Edit: It's mostly true that ammo in a fire will just pop and maybe just throw a little brass a short distance.

BUT from that fire I'm witness to the fact that ammo can also "fire" with enough force to go through steel 50 cal ammo boxes and continue through such things as walls and cans. There were bullet holes through the shop's paneled and insulated tin walls. https://www.thehighroad.org/index.php?threads/ammo-in-a-fire...

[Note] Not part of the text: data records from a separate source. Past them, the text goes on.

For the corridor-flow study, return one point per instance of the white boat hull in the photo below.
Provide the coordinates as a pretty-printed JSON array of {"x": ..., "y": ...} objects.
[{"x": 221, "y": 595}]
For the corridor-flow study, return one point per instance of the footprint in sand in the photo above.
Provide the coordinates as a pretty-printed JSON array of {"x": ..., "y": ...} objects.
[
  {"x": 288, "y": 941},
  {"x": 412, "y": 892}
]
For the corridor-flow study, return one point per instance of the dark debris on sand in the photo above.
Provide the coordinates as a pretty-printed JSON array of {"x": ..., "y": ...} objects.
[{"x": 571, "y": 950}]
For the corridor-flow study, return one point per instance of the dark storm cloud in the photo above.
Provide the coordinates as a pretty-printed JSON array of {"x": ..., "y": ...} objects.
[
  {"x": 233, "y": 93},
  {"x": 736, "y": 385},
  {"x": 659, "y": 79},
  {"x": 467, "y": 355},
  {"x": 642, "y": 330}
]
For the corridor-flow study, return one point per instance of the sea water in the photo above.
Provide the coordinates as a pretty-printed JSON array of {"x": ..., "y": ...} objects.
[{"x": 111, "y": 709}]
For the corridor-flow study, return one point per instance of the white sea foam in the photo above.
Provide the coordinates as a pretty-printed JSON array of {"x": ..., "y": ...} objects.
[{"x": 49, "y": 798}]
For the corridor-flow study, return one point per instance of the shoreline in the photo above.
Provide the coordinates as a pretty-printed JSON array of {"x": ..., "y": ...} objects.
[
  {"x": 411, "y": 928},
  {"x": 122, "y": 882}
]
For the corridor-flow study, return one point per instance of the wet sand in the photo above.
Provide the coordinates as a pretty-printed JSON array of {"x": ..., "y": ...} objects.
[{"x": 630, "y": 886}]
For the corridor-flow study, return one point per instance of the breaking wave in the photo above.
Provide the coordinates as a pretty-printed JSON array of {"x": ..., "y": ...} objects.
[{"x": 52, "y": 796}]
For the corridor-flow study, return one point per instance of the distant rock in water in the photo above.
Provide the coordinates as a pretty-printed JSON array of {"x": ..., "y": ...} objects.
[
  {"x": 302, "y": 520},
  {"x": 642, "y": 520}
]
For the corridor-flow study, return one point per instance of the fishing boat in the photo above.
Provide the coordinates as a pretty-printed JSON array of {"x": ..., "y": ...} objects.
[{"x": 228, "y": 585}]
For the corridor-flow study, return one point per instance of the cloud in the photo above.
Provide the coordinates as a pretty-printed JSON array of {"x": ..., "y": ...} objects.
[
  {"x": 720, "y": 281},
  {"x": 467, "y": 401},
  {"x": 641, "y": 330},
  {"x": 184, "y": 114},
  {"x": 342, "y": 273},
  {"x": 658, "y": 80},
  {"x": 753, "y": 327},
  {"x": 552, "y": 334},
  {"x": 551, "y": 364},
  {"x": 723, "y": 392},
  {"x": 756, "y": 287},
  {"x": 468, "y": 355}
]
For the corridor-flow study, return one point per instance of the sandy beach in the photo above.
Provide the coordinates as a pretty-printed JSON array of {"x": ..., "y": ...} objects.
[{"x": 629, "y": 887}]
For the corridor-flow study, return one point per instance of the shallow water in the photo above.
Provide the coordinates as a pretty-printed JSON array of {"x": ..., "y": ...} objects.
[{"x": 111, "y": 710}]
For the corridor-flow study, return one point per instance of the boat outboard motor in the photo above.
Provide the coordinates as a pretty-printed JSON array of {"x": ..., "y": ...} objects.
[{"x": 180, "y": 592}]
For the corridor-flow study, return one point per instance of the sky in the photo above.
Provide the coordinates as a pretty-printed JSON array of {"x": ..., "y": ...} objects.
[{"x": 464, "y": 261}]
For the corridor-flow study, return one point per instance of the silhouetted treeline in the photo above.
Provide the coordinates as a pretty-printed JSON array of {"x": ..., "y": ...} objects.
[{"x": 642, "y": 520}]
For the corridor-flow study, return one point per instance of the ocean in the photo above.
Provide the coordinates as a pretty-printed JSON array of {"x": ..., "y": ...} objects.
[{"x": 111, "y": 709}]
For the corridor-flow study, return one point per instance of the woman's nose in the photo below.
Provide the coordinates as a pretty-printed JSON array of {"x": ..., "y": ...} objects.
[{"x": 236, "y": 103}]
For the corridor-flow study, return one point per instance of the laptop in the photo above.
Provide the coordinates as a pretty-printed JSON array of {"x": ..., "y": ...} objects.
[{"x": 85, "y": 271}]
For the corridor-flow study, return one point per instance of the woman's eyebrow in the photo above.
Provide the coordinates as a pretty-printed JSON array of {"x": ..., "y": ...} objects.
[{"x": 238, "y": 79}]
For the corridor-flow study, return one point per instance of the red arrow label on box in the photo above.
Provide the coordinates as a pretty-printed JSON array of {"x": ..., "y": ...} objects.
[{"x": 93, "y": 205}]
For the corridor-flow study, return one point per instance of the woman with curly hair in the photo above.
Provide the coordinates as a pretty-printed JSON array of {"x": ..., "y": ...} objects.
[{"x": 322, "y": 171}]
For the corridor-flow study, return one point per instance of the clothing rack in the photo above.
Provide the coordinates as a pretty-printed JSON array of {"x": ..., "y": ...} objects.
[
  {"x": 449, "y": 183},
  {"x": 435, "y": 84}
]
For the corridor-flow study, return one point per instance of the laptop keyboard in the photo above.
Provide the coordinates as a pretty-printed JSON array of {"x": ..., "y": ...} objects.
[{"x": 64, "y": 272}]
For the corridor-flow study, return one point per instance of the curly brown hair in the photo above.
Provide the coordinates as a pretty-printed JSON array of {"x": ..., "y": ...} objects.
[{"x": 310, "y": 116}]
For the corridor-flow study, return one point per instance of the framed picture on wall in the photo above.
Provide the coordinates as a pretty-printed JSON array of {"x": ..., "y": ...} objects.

I will admit I may be overstating the humidity issues, my personal experience was 15 year old ammo in Florida shed which had issues but clearly YMMV.

1 comments

Do you have a source for that? I don't really understand why shotgun rounds would be less dangerous, particularly if rifle rounds are more dangerous. More powder = more dangerous would make sense to me, but that doesn't sound like what you're saying.

Some parts of Florida are more humid than Appalachia, so maybe the difference between 75% and 95% humidity has a greater effect than 55% to 75%.

I was told the rifle rounds where more dangerous, but not why. My suspicion is the plastic tube around a shotgun shell loses strength before the round is hot enough to go off ~200C. Though it’s probably more complicated.

As to humidity, I don’t know it might be just extreme humidity or it could be humidity + temperature, or perhaps we had a bad case of ammo to start with.